Global crude oil prices surged on Wednesday following reports that Israel may be preparing to launch military strikes on Iranian nuclear facilities, triggering renewed concerns about potential supply disruptions across the Middle East.
Brent crude oil, against which Nigerian oil is priced, advanced by 79 cents or 1.2% to $66.17 per barrel as of 11:18 a.m. in Nigeria while U.S. West Texas Intermediate (WTI) crude rose by 82 cents or 1.3% to settle at $62.85.
The price rally was driven by heightened geopolitical risk and fears that any escalation between Israel and Iran could threaten oil output and transit routes vital to global energy flows.
According to a CNN report citing multiple U.S. intelligence sources, Israeli officials are assessing options to strike Iranian nuclear sites. While a final decision has not been confirmed, the prospect of a targeted military operation has intensified investor concerns over regional stability.
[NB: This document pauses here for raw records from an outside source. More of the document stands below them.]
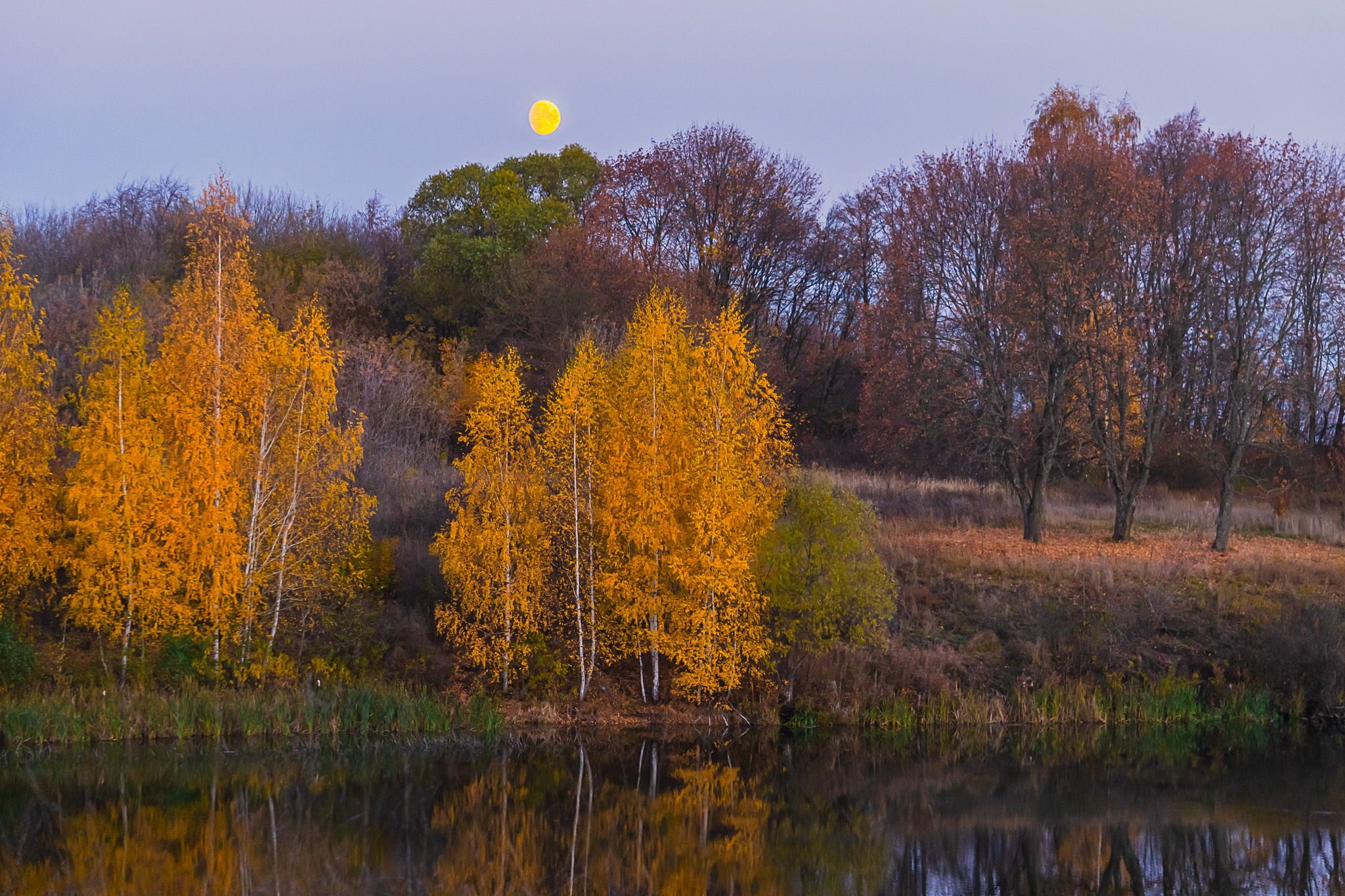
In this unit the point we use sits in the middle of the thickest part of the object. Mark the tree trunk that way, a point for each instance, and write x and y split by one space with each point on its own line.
125 648
1034 515
1125 521
654 658
1224 522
ING commodity strategists stated that “such an escalation would not only put Iranian supply at risk, but also affect crude flows from large parts of the broader region.”
Iran currently exports over 1.5 million barrels per day (bpd) and ranks as the third-largest producer within the Organization of the Petroleum Exporting Countries (OPEC).
UBS analyst Giovanni Staunovo noted that the market’s reaction reflects expectations that any disruption to Iran’s crude output or retaliation targeting the Strait of Hormuz could have material implications for global supply.
The Strait of Hormuz, a critical chokepoint through which approximately 20% of global oil passes, is a strategic transit route for Saudi Arabia, Iraq, Kuwait and the United Arab Emirates.
Any obstruction in this corridor would likely result in price volatility and logistical constraints across international markets.
Meanwhile, diplomatic efforts between the United States and Iran over Tehran’s nuclear program remain stalled. Recent public statements from both Washington and Iranian Supreme Leader Ayatollah Ali Khamenei suggest limited progress and growing skepticism around the possibility of a resolution.
In parallel, American Petroleum Institute (API) data released late Tuesday indicated a rise in U.S. crude stockpiles last week, while gasoline and distillate inventories declined. Official figures from the U.S. Energy Information Administration (EIA) are expected to provide further insight into domestic inventory dynamics later on Wednesday.
Despite rising prices, production from some non-OPEC producers has remained resilient. Kazakhstan’s oil output reportedly increased by 2% in May, according to an industry source, signaling continued divergence from OPEC+ output restraint targets.
Market analysts expect geopolitical risk premiums to remain elevated in the short term as participants monitor developments in the Middle East.
Investors are also likely to factor in central bank policies, U.S. economic data, and global demand indicators in shaping crude price forecasts.
With volatility on the rise, the oil market continues to reflect the delicate balance between physical supply fundamentals and escalating geopolitical risk factors.